Cut potatoes into very large cubes and boil them in salted water until soft. Throw spinach on salted water for 10 seconds, drain off and squeeze. Warm up the oil in a frying pan with turmeric, coriander and mustard seeds. When the seeds begin to crack, add spinach, mashed potatoes, sugar and salt. Take it off the heat and mix thoroughly. Let it cool down.


Yogurt sauce:

3 tablespoons coconut yogurt

1 teaspoon lime juice

50g cashew nuts

a handful of finely chopped coriander.


Fry nuts on a hot, dry pan. Let it cool down and then crush it with the side of a knife. Mix with the rest of the sauce ingredients.


Coconut yogurt:

can of coconut milk

1 tablespoon yogurt

Heat the coconut milk to 35-40 degrees Celsius. Add the yogurt and mix thoroughly. You can use any yogurt – soy or dairy (not vegan version). Cover with a cloth and put in a warm place, e.g. under the radiator for 12-24 h depending on the acidity you want.
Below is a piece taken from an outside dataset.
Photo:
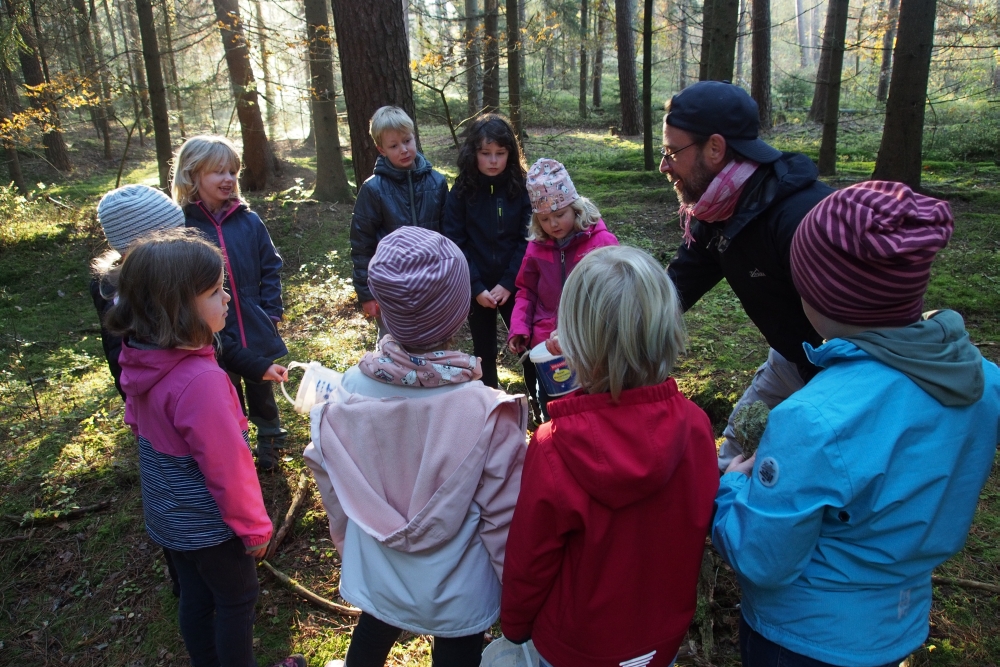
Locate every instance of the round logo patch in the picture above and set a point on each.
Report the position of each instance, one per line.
(767, 472)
Put a moist kitchen cloth on the kitchen counter. Immerse a rice paper in a bowl of cold water and put it on the cloth. Repeat the same with the second sheet and put it on first. Put between them 1/3 of the filling and wrap the sides into a form of a closed envelope. Do the same with the rest of the rice papers. Fry in hot coconut oil until golden brown. Serve with yogurt sauce.